Let's talk about the elephant in every job ad in Australia. The salary field that says "Competitive" or "Attractive package" or, my personal favourite, "Dependent on experience." You know what candidates read when they see that? "We either don't know what this role is worth, or we know and we're hoping to lowball someone."

Neither interpretation helps you.

The numbers don't lie

Advertised salaries in Australia are currently rising at 3 to 4% annually, outpacing the Wage Price Index. That means the market is moving whether you publish your range or not. The only question is whether candidates find out your number before they apply or after they've spent three weeks in your process.

Here's the stat that should worry every hiring manager: 27% of Australian employers say application relevance is their number one hiring challenge. Not volume. Relevance. They're getting applications, but the wrong ones. Too senior. Too junior. Wrong salary expectations entirely.

And the biggest driver of irrelevant applications? Vague or missing salary information. When candidates can't see the range, they guess. And they guess wrong in both directions. You end up with a pipeline full of people who either can't afford to take the role or wouldn't get out of bed for what you're offering.
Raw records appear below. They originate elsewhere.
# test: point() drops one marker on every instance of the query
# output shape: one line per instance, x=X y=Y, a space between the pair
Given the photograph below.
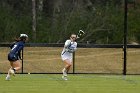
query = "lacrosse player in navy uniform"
x=66 y=55
x=14 y=55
The hidden cost of "competitive salary"

Let's do the maths on a single hire. Your hiring manager spends 30 minutes reviewing each application. Your recruiter spends 20 minutes on each phone screen. You interview four people before making an offer.

If half your applicants are misaligned on salary, you've just doubled the time to hire. That's not an exaggeration. We see it constantly. A role gets 60 applications with no salary listed. The hiring manager spends a week reviewing them. Then in phone screens, half the candidates drop out when they hear the number. Three weeks gone. And you still don't have a shortlist.

Now compare that to a role with a clear range posted. Fewer applications, sure. But the ones you get are from people who've already self-selected on salary. Your time to shortlist drops by half. Your offer acceptance rate goes up because there are no surprises. The whole process compresses.

A smaller pipeline of the right people will always outperform a large pipeline of the wrong ones.

The objections (and why they don't hold up)

"We don't want current staff to see the range"

They already know. Glassdoor exists. Seek's salary estimates exist. LinkedIn's salary insights exist. Your current staff have a pretty good idea of what the market pays for their role. If the range you're advertising externally is higher than what you're paying internally, that's not a transparency problem. That's a pay equity problem. And hiding the ad won't fix it.

"We want flexibility to pay more for the right candidate"

Then post the range and add "plus super, with flexibility for exceptional candidates." You can still negotiate above band. Posting a range doesn't lock you in. It gives candidates a starting point and saves everyone the awkwardness of the "what are your salary expectations" dance at the end of a three-stage process.

"Our competitors will see what we're paying"

Good. If you're paying well, that's a competitive advantage. Show it off. If you're not paying well, your competitors already know. And more importantly, the candidates know. Hiding your range doesn't make you more competitive. It makes you look like you have something to hide.

What the data says about transparency

Job ads with salary ranges consistently outperform those without. More clicks. More qualified applications. Faster time to fill. This isn't theory. It's been measured across every major Australian job board.

SEEK's own data shows that ads with salary information receive significantly more applications than those without. And the quality of those applications is higher because candidates can self-select before they hit apply.

In the sectors we recruit for, tech, media, SaaS, and digital, the expectation of salary transparency is even stronger. These candidates are savvy. They have options. And they will deprioritise your role in favour of one where they can see the number upfront. Every time.

The equity angle matters too

Salary secrecy disproportionately disadvantages women, younger workers, and people from non-traditional backgrounds. These groups are statistically less likely to negotiate aggressively, which means opaque salary processes tend to entrench pay gaps rather than close them.

If your organisation has a diversity and inclusion strategy, salary transparency is one of the most tangible things you can do to back it up. It costs nothing and it signals that you value fairness over negotiation gamesmanship.

What to do tomorrow

Pull up your current open roles. For each one, ask: is the salary range published? If not, publish it. Make it a real range, not a $40k spread that tells candidates nothing. A $120k to $140k range is useful. A $100k to $160k range is a waste of everyone's time.

If your internal bands are out of date, update them first. Use market data. Talk to your recruiter. Look at what competitors are advertising. Then post the real number.

You'll get fewer applications. You'll also get better ones. Your hiring managers will thank you. Your candidates will respect you. And you'll fill the role faster.

Stop hiding the number. It's not a secret. It's a filter. And right now, it's filtering out exactly the people you want.